Gerry Ostheimer: We’re talking here about accelerating and creating markets. A fact that I would like to add to this, is that just before the pandemic, several the oil majors made a commitment to be net zero by 2050. If you actually, go past the headline and, look at how they intend to do this, it’s like, yes, they’re making these investments and accelerating the uptake of we’ll call them renewable electrons, and which then could be then put into hydrogen, but they all list biomass as a contributor to them achieving their net zero balance. It turns out that the oil incumbents could facilitate the uptake of biomass.
We’ve alluded to the fact that they could do that in their existing refining facilities, but this would require very thoughtful incentives that would basically admit that we’re going to be using fossil carbon for a while. We must get over this, this purity situation, where there is this very in vogue desire for zero emission vehicles. A scale could be achieved because we have big players in the oil majors that could really move this forward.

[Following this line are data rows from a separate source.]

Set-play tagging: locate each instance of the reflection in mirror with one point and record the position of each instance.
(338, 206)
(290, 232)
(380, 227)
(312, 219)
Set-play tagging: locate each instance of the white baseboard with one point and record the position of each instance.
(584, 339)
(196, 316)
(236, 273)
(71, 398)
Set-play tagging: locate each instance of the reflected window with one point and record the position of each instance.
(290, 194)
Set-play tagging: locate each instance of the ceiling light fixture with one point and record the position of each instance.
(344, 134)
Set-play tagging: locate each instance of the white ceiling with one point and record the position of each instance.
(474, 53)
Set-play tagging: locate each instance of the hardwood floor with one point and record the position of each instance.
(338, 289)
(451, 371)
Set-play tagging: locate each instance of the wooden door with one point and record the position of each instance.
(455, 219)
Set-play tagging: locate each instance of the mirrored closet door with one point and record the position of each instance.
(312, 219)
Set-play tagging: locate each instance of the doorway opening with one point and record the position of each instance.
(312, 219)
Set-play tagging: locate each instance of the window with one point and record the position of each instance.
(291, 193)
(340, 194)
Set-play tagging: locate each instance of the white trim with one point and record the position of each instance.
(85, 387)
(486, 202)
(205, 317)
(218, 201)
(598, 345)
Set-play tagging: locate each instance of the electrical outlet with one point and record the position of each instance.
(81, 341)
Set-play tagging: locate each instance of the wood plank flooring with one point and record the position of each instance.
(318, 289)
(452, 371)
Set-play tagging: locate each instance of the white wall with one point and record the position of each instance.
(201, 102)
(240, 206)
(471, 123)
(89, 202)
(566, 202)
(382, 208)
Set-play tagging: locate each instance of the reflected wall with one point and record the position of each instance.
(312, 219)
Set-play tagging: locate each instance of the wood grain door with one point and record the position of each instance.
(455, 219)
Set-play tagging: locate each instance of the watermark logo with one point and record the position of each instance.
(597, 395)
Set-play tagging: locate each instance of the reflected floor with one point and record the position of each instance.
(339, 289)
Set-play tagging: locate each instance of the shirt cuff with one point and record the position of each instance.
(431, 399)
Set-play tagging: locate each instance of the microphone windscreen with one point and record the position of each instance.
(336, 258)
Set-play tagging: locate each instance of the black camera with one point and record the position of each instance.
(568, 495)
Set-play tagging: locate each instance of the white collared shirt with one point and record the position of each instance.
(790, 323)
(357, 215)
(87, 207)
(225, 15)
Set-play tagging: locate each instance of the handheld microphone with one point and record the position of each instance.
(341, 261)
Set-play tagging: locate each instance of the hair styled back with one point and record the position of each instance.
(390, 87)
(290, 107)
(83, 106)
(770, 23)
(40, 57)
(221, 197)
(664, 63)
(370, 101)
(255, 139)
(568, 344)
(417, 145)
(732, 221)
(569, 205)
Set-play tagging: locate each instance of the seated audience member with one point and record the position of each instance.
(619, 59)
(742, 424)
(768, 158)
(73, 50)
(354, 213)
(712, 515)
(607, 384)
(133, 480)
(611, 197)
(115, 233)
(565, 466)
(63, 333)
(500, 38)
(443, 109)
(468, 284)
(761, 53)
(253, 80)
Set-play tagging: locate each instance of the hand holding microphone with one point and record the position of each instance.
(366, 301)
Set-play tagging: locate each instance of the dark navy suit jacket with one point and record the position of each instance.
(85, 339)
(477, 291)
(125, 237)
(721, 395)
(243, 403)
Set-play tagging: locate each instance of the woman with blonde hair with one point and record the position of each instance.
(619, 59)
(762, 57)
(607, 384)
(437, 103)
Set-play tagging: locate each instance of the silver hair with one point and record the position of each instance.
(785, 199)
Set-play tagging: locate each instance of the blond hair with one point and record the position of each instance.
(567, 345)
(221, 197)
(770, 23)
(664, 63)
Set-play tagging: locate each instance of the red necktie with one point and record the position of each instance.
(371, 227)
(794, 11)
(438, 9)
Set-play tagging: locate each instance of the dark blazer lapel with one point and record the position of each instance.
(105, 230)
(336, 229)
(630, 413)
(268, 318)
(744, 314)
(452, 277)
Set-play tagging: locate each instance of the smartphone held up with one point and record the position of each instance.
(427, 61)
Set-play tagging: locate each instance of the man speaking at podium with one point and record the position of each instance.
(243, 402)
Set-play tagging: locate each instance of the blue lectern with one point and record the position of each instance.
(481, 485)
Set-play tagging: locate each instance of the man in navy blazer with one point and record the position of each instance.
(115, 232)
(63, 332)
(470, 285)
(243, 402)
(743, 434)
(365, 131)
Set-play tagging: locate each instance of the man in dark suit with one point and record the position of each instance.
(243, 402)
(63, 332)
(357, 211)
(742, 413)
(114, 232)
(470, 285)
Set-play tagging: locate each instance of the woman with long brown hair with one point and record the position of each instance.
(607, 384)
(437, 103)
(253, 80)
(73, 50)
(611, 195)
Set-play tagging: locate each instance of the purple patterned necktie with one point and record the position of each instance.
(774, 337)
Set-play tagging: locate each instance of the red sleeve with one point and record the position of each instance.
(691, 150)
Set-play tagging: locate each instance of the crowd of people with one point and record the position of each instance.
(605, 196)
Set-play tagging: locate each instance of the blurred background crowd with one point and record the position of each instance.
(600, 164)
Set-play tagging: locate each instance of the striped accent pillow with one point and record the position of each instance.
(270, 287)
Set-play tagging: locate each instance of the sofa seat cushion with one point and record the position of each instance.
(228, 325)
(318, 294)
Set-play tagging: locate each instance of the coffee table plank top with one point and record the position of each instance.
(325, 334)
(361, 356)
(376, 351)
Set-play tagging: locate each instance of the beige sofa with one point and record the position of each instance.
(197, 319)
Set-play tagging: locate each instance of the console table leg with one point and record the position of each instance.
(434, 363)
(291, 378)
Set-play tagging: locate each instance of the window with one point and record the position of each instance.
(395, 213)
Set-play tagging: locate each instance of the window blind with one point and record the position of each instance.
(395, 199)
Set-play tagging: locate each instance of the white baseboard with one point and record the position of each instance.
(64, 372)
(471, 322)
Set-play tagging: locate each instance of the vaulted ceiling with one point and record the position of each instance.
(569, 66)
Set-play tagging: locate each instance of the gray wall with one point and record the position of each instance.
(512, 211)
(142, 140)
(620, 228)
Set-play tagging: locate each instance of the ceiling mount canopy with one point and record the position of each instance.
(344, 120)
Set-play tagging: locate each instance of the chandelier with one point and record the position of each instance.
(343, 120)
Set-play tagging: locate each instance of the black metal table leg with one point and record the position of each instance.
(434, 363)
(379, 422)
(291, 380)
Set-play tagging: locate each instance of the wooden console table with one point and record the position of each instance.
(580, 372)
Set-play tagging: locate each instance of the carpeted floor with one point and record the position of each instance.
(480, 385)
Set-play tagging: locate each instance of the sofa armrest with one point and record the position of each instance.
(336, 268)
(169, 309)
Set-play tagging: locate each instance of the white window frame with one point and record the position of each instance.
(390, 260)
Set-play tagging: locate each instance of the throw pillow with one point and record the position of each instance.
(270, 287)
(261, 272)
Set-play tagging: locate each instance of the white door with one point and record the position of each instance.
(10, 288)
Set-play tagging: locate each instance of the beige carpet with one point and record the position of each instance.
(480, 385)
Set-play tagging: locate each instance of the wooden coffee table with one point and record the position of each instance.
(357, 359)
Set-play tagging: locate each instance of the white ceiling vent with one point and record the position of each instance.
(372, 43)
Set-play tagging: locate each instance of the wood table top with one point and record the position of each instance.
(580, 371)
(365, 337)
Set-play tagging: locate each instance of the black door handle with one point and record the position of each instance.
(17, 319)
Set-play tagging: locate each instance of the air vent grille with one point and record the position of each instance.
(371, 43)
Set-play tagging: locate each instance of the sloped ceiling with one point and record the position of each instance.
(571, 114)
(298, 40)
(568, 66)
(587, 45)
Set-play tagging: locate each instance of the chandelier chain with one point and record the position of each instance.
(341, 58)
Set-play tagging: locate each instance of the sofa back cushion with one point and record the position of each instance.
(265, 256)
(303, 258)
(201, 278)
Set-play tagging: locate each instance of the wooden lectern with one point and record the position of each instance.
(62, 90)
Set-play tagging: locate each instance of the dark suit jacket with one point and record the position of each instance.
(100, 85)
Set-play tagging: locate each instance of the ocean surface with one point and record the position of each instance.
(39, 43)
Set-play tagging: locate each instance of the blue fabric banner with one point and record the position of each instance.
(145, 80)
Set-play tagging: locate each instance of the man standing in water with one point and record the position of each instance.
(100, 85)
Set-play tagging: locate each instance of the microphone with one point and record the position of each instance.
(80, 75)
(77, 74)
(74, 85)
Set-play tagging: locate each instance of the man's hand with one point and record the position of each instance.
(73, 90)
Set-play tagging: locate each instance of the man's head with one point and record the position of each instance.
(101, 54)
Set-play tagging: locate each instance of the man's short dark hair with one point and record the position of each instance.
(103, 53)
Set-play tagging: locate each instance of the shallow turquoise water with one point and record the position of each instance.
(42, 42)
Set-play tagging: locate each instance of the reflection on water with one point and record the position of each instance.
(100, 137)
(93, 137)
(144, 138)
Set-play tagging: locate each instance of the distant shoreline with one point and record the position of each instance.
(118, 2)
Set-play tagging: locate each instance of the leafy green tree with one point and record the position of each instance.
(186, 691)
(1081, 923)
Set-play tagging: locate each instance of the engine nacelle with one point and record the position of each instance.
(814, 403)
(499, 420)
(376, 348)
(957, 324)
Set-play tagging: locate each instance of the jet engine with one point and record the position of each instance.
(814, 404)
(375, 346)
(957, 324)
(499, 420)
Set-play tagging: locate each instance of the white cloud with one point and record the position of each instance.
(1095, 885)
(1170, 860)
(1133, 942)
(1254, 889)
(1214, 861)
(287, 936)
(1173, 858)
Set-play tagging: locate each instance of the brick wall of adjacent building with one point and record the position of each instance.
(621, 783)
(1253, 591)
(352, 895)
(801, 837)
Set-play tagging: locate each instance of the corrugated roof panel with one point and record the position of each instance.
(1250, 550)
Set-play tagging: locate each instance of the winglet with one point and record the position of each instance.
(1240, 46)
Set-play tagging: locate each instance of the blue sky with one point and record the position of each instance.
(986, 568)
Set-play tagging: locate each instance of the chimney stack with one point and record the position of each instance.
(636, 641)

What is happening right now also is the demand signal is not getting to the agriculture sector. We’re not seeing the investment, particularly in places with lots of either degraded or underutilized land, whether in Africa, Eastern Europe, Central Asia, Southeast Asia, etc. And so there must be this systems transformation to reap the benefits of a global bio economy.
Doug Faulkner: I’d say, are those the right policies? Not really, not now. I think those were good measures once and they achieved some progress, but I think they were written for a different time and place. The state level is not as powerful as the federal level. They’re too scattered, too diffuse. I think we really need an honest appraisal and an acceptance of where we are and where we need to go to end the addiction oil and look at everything including cutting government regulations. In the end, I think we may well need in the U.S. anyway, some form of a national carbon tax to clear away these old approaches. And there are many of those on the table.
Philippe Marchand: Well, if I would have to say something to a politician, I would say the same that I’ve been saying for the last year, which is that basically biofuels are available today, they are reasonably cheap solution compared to the others. And the beauty in into this solution is that it solves three problems that every country has: energy security, jobs and fighting climate change. You’ve got those three pillars: they’ve been there for long time. I mean, in Total, in France, we started producing biofuels in 1993, which is nearly 30 years ago. It makes a lot of sense and everyone benefits from that.